Hobby Lobby Stores, Inc. will pay $50,000 to settle U.S. Equal Employment Opportunity Commission charges that a store in Olathe, Kansas, violated the Americans with Disabilities Act when it refused to allow a worker to use her service dog as a reasonable accommodation.
The worker, who needed the dog to help with anxiety, depression and post-traumatic stress disorder, was a cashier at the store and also assisted with stocking shelves. She put in her request to use the dog as an accommodation and submitted medical documentation, but the store’s district manager and HR leaders decided the dog would present a safety issue — even though customers were allowed to bring service dogs and pet dogs to the store, EEOC alleged.

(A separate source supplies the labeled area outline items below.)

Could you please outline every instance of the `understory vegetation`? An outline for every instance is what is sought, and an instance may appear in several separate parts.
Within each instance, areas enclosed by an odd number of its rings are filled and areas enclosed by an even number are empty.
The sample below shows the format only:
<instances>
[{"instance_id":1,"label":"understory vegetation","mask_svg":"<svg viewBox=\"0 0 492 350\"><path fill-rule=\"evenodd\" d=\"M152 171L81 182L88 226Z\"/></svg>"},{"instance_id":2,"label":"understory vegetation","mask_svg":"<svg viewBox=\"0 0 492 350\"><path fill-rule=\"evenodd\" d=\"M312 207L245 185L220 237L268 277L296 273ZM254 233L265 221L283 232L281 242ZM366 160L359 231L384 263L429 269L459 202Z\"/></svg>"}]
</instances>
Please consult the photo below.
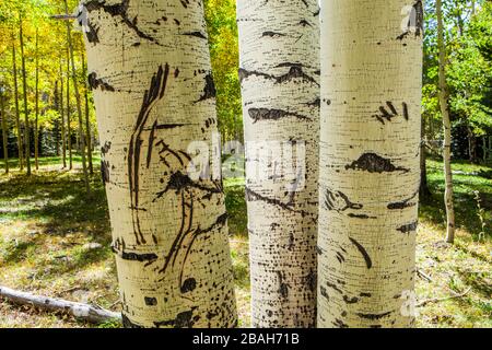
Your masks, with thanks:
<instances>
[{"instance_id":1,"label":"understory vegetation","mask_svg":"<svg viewBox=\"0 0 492 350\"><path fill-rule=\"evenodd\" d=\"M87 199L79 159L40 160L26 178L0 175L0 284L119 311L106 196L99 175ZM99 160L94 154L94 164ZM14 162L12 162L12 165ZM1 164L0 164L1 165ZM457 238L444 242L444 177L427 161L432 197L420 207L417 247L419 327L492 327L492 180L490 166L455 162ZM96 168L96 174L99 174ZM224 182L239 326L249 326L247 219L244 179ZM478 194L476 192L478 191ZM478 207L480 201L480 210ZM481 213L481 218L479 215ZM483 224L483 225L482 225ZM119 327L115 323L97 327ZM62 314L0 301L0 327L94 327Z\"/></svg>"}]
</instances>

In addition to paying $50,000 in monetary damages to the former worker, a three-year consent decree will require Hobby Lobby to provide employees with ADA training, amend its policies to allow service dogs as reasonable accommodations and notify employees of their right to reasonable accommodations under the ADA. It must also periodically report to the agency.
Employers sometimes run afoul of the law when they outright reject the use of service animals without a strong justification or without engaging in an interactive process. The EEOC brought similar charges against a Papa Johns location in Athens, Georgia, in March after a worker’s service dog was rejected over “health and safety” concerns, even though the dog would have been separated from food preparation.
“Allowing service animals into the workplace enables qualified workers to provide for themselves and their families and to productively contribute to their communities and the economy. And, with rare exceptions, it is the law,” Andrea G. Baran, regional attorney for the EEOC’s St. Louis district office, said in an EEOC press release on the news.
“Employers cannot reject service animals, or any other reasonable accommodation, based on unfounded assumptions regarding safety,” David Davis, acting director of the EEOC’s St. Louis office, echoed in the same release.